Insurance Company Ordered to Pay Elderly Woman for Kicking Her Off her Health Plan

April 17, 2012 by Gregory J. Brod

In a blow to insurance companies across the country, a unanimous Montana jury at the US District Court in Billings recently awarded 90 year old Arlene Hull a $34.3 million judgment against Ability Insurance Company of Omaha, Nebraska. It is one of the largest jury awards in Montana’s history, and amounted to $250,000 for breach of contract, $2 million for violating Montana’s Unfair Trade Practices law, and $32 million in punitive damages, according to the Billings Gazette.

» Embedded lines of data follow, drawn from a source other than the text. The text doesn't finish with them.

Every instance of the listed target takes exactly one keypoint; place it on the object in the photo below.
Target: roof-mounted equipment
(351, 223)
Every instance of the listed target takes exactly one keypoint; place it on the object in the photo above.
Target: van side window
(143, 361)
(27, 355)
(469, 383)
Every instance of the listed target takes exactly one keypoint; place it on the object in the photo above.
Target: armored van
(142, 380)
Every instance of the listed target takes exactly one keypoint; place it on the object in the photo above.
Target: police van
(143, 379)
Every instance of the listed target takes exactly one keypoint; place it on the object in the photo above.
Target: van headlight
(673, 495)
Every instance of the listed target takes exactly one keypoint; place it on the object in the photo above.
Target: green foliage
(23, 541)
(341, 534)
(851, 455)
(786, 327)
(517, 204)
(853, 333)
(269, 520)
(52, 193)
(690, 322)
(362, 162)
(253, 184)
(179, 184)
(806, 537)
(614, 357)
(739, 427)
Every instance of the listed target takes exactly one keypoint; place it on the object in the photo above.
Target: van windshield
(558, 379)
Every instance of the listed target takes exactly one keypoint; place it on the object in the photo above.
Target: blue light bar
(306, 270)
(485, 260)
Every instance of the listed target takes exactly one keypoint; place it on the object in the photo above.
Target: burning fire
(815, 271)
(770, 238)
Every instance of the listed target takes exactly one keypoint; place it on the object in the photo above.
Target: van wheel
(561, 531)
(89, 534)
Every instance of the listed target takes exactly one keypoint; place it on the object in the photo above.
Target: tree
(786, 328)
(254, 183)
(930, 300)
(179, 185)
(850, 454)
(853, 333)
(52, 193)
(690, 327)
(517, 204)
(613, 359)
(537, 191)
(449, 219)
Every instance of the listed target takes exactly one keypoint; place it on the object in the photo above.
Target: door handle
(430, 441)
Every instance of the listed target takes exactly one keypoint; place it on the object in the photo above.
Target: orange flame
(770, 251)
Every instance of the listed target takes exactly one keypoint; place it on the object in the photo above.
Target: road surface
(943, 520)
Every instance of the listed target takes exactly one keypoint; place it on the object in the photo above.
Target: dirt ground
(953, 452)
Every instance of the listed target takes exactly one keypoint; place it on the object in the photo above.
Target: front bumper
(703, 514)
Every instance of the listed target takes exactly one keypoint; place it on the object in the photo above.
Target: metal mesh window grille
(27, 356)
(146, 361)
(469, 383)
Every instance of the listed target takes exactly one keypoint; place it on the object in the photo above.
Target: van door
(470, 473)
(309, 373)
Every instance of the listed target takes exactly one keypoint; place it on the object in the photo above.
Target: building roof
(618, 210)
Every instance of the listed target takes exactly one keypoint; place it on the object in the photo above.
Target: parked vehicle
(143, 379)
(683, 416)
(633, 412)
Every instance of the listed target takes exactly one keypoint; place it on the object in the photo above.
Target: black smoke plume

In a story that is all too common to those of us who work in insurance law, Mrs. Hull and her husband purchased long-term care insurance in 1997 from a company then called Mutual Protective Insurance. Mr. Hull died in 1998, but Mrs. Hull continued to pay premiums. The company changed names and shifted ownership over the following years. In 2007, Mrs. Hull was diagnosed with Alzheimer’s disease and it became more difficult for her to care for herself. A year later, she moved into St. John’s Lutheran Home in Billings, when she began receiving benefits from her long-term care insurance policy. Ability Insurance bought the company holding Mrs. Hull’s policy in 2007 and decided to review her policy in January 2010. Ability decided to cut off Mrs. Hull’s benefits, and when her daughter appealed the decision, it was denied. Ability told them that then 88 year old Arlene Hull, diagnosed with Alzheimer’s for three years, did not need “continual supervision due to severe cognitive impairment” and that she was only “moderately” not “severely” impaired. In September 2010, Mrs. Hull and her daughter brought this lawsuit against Ability in the US District Court. The insurance company then reversed course and reinstated her benefits in October 2011, but the company refused to pay for the period she was without benefits. contract.jpg

Unfortunately, Montana law caps punitive damages at $10 million, so Mrs. Hull’s $32 million in damages from the judgment will not likely stand in an appeal. Regardless, this is a significant victory for insurance victims like Mrs. Hull. Her attorney said, “Long-term-care policy holders are responsible people who don’t want to be a burden to others and should not be wrongfully denied benefits under these policies.” Insurance companies need to understand that they cannot get away with these kinds of shady business practices, harming their hardworking customers by denying them deserved benefits to save the company money.
Cheating the vulnerable elderly happens all over the country, as our San Francisco bad faith insurance attorney (http://www.brodfirm.com/lawyer-attorney-1844610.html) discussed in a previous post about Dr. William Hall’s similar case in southern California. Without this recourse in law, seniors would be trapped by these greedy, unscrupulous insurance companies—duped out of their money and then left to suffer during the last years of their life, denied the care they paid for. If a loved member of your family is facing this kind of abuse over health insurance or long-term care insurance, please contact an San Francisco insurance attorney in your area as soon as possible.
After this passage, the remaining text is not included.